It's that time of the year when some of us start thinking about rebulding the bridges we may have broken down earlier in our lives.
If so, may the new ones be as strong and resilient as this old, long, iron bridge.


The Long Iron Bridge:

http://cem.usakligil.com/img/f/o/longironbridge.jpg

Regards,

Asher Kelman
December 12th, 2007, 02:04 PM
Cem,

It's a handsome bridge. I like the photograph and I can see it is special.

Is this over a canal?

Asher

I'll write more about my reactions later as soon as I finish some pressing work with ha recent shoot.

Cem_Usakligil
December 12th, 2007, 02:07 PM
...Is this over a canal?

We're talking about Holland here, of course it is ;-)

Cem_Usakligil
December 13th, 2007, 05:24 AM
Don't be dismayed by good-byes. A farewell is necessary before you can meet again.
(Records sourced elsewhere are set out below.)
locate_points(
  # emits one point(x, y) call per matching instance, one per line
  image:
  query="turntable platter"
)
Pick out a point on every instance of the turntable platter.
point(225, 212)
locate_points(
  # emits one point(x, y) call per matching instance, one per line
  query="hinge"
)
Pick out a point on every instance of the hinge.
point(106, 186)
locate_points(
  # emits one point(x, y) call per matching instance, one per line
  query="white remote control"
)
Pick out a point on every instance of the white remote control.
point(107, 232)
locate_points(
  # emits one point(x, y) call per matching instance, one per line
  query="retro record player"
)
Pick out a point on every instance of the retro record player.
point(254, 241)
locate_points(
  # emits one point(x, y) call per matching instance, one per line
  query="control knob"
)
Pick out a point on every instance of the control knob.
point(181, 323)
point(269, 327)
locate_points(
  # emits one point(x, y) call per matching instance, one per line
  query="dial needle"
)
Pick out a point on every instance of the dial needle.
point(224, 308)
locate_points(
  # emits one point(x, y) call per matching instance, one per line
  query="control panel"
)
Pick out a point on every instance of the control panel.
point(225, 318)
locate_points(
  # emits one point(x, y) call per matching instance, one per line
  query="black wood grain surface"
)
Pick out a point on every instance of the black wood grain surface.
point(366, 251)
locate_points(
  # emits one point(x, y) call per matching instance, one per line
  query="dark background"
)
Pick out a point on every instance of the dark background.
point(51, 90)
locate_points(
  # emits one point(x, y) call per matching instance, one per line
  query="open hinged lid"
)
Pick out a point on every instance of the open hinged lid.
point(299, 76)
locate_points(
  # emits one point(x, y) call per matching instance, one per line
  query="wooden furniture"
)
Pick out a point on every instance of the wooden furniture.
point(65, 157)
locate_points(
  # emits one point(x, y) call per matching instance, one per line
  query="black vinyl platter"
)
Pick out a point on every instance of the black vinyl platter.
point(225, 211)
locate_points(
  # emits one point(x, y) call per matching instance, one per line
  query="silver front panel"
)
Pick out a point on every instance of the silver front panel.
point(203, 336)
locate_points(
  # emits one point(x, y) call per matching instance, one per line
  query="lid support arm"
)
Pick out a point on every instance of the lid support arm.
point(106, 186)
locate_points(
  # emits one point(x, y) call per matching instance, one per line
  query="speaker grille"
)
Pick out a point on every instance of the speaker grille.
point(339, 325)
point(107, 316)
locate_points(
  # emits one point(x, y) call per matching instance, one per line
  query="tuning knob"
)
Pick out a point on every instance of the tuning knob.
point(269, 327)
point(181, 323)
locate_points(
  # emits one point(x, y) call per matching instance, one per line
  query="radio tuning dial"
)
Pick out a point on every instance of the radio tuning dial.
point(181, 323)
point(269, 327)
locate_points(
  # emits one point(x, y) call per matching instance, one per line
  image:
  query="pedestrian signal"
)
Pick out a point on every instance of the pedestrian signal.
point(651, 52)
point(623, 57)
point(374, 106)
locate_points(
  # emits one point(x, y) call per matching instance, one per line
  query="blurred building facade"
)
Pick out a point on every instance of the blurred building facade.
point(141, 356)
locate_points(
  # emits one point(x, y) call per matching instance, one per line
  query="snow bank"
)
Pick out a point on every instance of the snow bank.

And meeting again, after moments or lifetimes, is certain for those who are friends.

-- Richard Bach


To all my friends out there; so long and thanks for all the fish :).

Cem

Asher Kelman
December 13th, 2007, 02:50 PM
To all my friends out there; so long and thanks for all the fish :).

Cem

That is a fine poem for the bridge as one leaves the small street of the butchers and galleries to cross your wonderful bridge. Bridges are indeed metaphors for going on a journey. The nice thing is that the bridge brings traffic back. They allow communication, trade and families to flourish.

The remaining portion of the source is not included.